The visuals are a mixed bag as well; to be fair, it should be said that the best of the visuals are truly beautiful. They are arguably the best part of the game. Most notable is the dojo environment - while walking the path leading to the entrance, look down and you'll see sharp and detailed ground textures with shining stones composing the walkway. Just inside the dojo doors, look to the right and you'll see martial arts students perform katas through a glass window - complete with convincing glass-ripple effects. In warehouses, you can see the sunlight streaming through the windows, illuminating the floors with subtle hints of light bloom. Look carefully and you'll notice heat waves and depth-of-field effects in some spots. It also bears mentioning that exploding forklifts look cool, basking the screen in a cathartic, orange glow. But all of these fine qualities are juxtaposed against mostly-generic looking enemies, almost all of whom have this strange glossy sheen about them. For every sharp, detailed texture in the game, there must be tens of muddy, splotchy ones. You might also notice that the game is completely devoid of the titular "red". Finish this bloodless game and you'll have wielded one of the cleanest katana blades in all of history. Finally, watch out for the glitchy rag-doll physics that leave some enemy corpses twitching uncontrollably - sometimes in mid-air. It's an inconsistent visual experience that, while decent overall, further adds to this game's unpolished nature.
The multiplayer in Red Steel continues the trend of potentially innovative ideas that get mired in clumsy execution. In this case, all of the awkwardness stems from the core gameplay itself.

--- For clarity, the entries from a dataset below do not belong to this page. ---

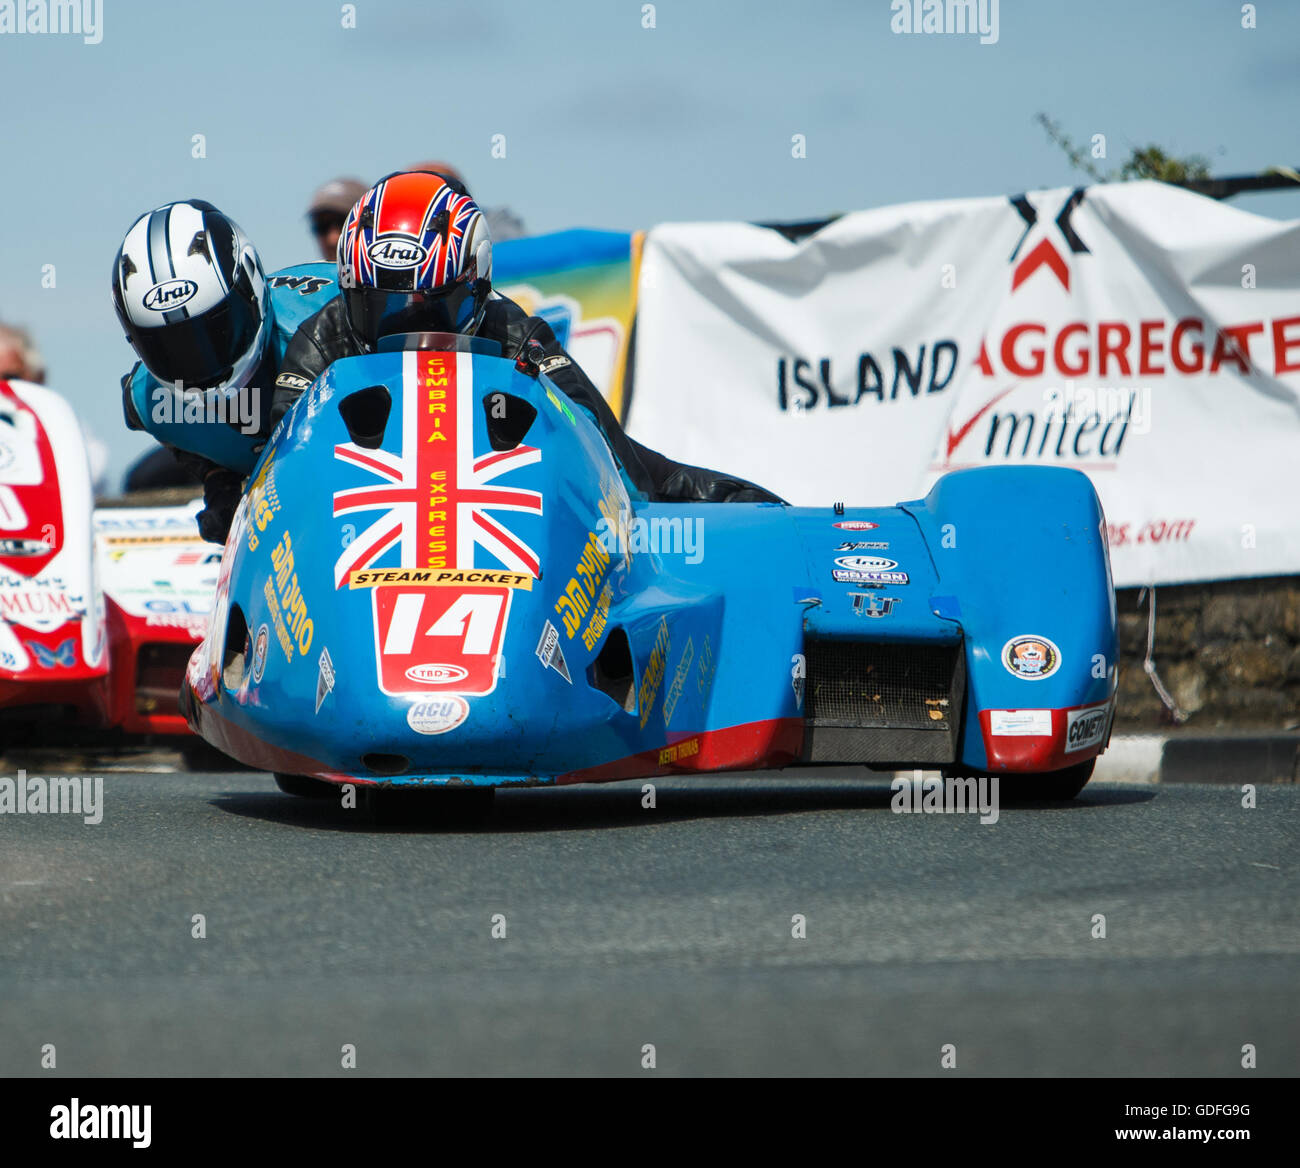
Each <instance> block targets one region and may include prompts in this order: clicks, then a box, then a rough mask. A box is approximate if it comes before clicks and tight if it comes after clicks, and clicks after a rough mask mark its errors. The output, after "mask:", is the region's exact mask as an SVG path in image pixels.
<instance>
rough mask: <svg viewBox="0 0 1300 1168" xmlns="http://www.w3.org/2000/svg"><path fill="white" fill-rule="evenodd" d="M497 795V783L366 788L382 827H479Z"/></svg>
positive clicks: (367, 792)
mask: <svg viewBox="0 0 1300 1168" xmlns="http://www.w3.org/2000/svg"><path fill="white" fill-rule="evenodd" d="M495 799H497V788H495V787H416V788H413V790H408V791H403V790H402V788H400V787H368V788H365V805H367V808H368V809H369V813H370V818H372V819H373V821H374V823H376V825H378V826H381V827H407V826H419V827H477V826H480V825H481V823H484V822H485V821H486V819H487V817H489V816H490V814H491V809H493V804H494V803H495Z"/></svg>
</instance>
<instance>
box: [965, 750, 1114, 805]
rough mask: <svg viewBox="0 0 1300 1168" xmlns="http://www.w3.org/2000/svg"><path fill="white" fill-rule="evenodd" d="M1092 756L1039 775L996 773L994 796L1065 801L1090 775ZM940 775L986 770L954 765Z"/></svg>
mask: <svg viewBox="0 0 1300 1168" xmlns="http://www.w3.org/2000/svg"><path fill="white" fill-rule="evenodd" d="M1096 765H1097V760H1096V758H1089V760H1087V761H1086V762H1078V763H1075V765H1074V766H1067V767H1066V769H1065V770H1050V771H1041V773H1039V774H1028V775H1026V774H1014V775H1008V774H1000V775H998V776H997V797H998V800H1001V801H1002V803H1069V801H1070V800H1071V799H1074V797H1075V796H1076V795H1078V793H1079V792H1080V791H1082V790H1083V788H1084V787H1087V786H1088V779H1091V778H1092V769H1093V767H1095V766H1096ZM943 774H944V778H945V779H946V778H966V776H969V775H972V774H975V776H978V778H988V773H987V771H983V773H972V771H969V770H961V769H958V767H945V769H944V771H943Z"/></svg>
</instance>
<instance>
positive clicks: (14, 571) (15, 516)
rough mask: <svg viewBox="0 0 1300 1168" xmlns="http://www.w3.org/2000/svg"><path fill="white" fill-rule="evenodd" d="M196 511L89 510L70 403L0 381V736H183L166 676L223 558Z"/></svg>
mask: <svg viewBox="0 0 1300 1168" xmlns="http://www.w3.org/2000/svg"><path fill="white" fill-rule="evenodd" d="M194 510H195V509H194V506H175V507H156V509H138V507H130V506H125V507H105V509H100V510H94V501H92V494H91V483H90V471H88V466H87V458H86V444H85V438H83V436H82V431H81V427H79V424H78V421H77V418H75V415H74V414H73V411H72V407H70V406H69V405H68V402H66V401H64V399H62V398H61V397H60V395H59V394H56V393H53V392H51V390H48V389H45V388H43V386H40V385H34V384H31V382H26V381H0V740H8V739H10V737H18V736H22V737H26V739H32V737H35V739H38V740H39V739H40V735H44V736H45V737H47V739H49V737H53V736H59V740H60V741H66V740H68V734H69V731H73V730H75V728H91V730H117V731H123V732H127V734H147V735H153V734H174V735H185V736H188V727H187V726H186V723H185V719H183V718H182V717H181V715H179V713H178V710H177V688H178V685H179V683H181V679H182V678H183V675H185V666H186V662H187V661H188V657H190V653H191V652H192V649H194V645H195V644H196V643H198V641H199V639H200V636H201V628H203V626H204V624H205V622H207V614H208V610H209V607H211V600H212V596H213V593H214V585H216V575H217V562H218V561H220V558H221V550H220V549H218V548H214V546H213V545H211V544H207V545H205V544H203V542H201V540H200V538H199V531H198V527H196V524H195V519H194Z"/></svg>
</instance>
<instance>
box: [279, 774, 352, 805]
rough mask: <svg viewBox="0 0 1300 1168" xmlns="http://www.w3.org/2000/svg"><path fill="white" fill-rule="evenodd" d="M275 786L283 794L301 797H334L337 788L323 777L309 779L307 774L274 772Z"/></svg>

Your simple deathmatch options are enhanced by some intriguing modes that include listening to your Wii remote speaker to "pick up missions" as if answering your cell phone - never mind that your opponents can clearly hear what's being dictated to you. There's no sword fighting either, which is a blessing or a curse depending on how you see it. On the one hand, it strips multiplayer of one of this game's key "features". On the other hand, you can rest assured that you won't be emulating the ridiculous Red Steel advertisements that depict four friends wildly waving their arms about. Whether or not the multiplayer will add any substantial amount of play time to the approximately eight hour single-player campaign depends on how much you can tolerate the game's mechanical shortcomings.
Red Steel ends up being an over-hyped disappointment that wastes its potential. There are novel ideas that could shine with proper execution, and given more time, perhaps Ubisoft can craft a much more polished sequel. The game at least looks alright on the whole, and taken in spurts, downing enemies can provide some minimal amount cathartic fun as long as you don't think too hard about its warts. But that's the problem - the issues and sloppy overall execution can simply be too overbearing to be ignored, and ultimately Red Steel is a treasure trove of missed opportunities that is good for a curious rental at best.